BACKGROUND: Although percutaneous transluminal angioplasty and stenting (PTAS) was an effective and safe alternative treatment for severe intracranial atherosclerosis disease (ICAD), the high rate of restenosis remained a major issue for this endovascular procedure. Recently, the application of drug-coated balloons (DCB) in ICAD was developed to reduce restenosis. This systematic review aimed to evaluate the efficacy and safety of DCB angioplasty for ICAD. METHODS: We searched relevant databases for eligible studies enrolling ICAD patients treated with DCB. The event rates of restenosis and periprocedural complications in the follow-up period were pooled with random-/fixed-effect models using Freeman-Tukey double arcsine transformation. Heterogeneity tests and publication bias tests were performed. RESULTS: Two hundred and twenty-four ICAD patients treated with DCB from 9 eligible studies were included. Rate of stenosis in the DCB arm before treatment was ranged from 62% to 90% and reported median follow-up was ranged from 3 to 10.7 months. The pooled incidence of restenosis were 5.7% (95% confidence interval [CI] 2.6%-9.7%; I2 = 0%, p = 0.516) and 5.9% for periprocedural complications (95% CI: 2.5-10.3%; I2 = 0%, p = 0.649) in follow-up term. CONCLUSION: With the limitation of the low quality of the available evidence, angioplasty with DCB appears to be effective and safe in severe ICAD. Further larger randomized trials are needed to provide more definitive evidence and to address the ideal clinical context for their application.

Leave Nothing Behind: Treatment of Intracranial Atherosclerotic Disease with Drug-Coated Balloon Angioplasty.

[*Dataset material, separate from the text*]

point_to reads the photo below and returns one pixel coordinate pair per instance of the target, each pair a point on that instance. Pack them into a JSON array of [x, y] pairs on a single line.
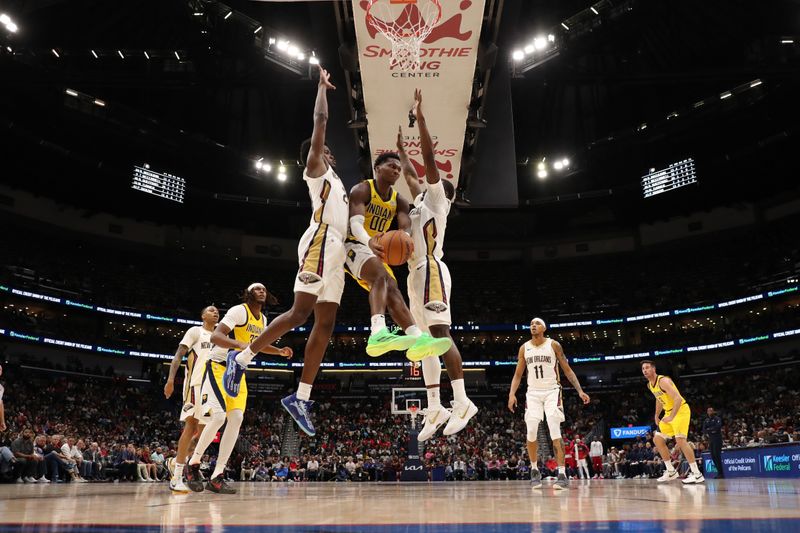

PURPOSE: Intracranial atherosclerosis disease (ICAD) is an essential cause of stroke. The characteristics of effective treatment include low periprocedural risk and a sustained treatment effect. Angioplasty with a conventional balloon for ICAD is safe but has a dauntingly high restenosis rate. Drug-coated balloon (DCB) angioplasty might reduce the risk of restenosis while maintaining the overall safety of the procedure. METHODS: This study included symptomatic ICAD patients with more than 70% stenosis. Intermediate catheters were placed distally, and the lesions were predilated with a conventional balloon, followed by a DCB (SeQuent Please, B Braun, Melsungen, Germany). The primary endpoint was any stroke or death within 30 days or ipsilateral ischemic stroke thereafter. The secondary endpoint was arterial restenosis of more than 50% during follow-up. RESULTS: A total of 39 sessions of DCB angioplasty were performed for 39 lesions in 35 patients between October 2015 and April 2018 in a single center. All of the DCBs could be navigated to the lesions. Major periprocedural complications were noted in two patients (5.7%, 2/35), and minor periprocedural complications were also noted in two patients (5.7%, 2/35). The average percentages of stenosis of the lesions were 76.6% ± 7% before treatment, 32.4% ± 11.2% after DCB angioplasty, and 25% ± 16% at follow-up. Stenosis over 50% was present in 3 lesions during the follow-up period (8.3%, 3/36). CONCLUSION: In this study, the application of DCBs to treat ICAD patients was feasible and safe. A larger scale clinical trial is warranted to further evaluate the safety and efficacy of this treatment.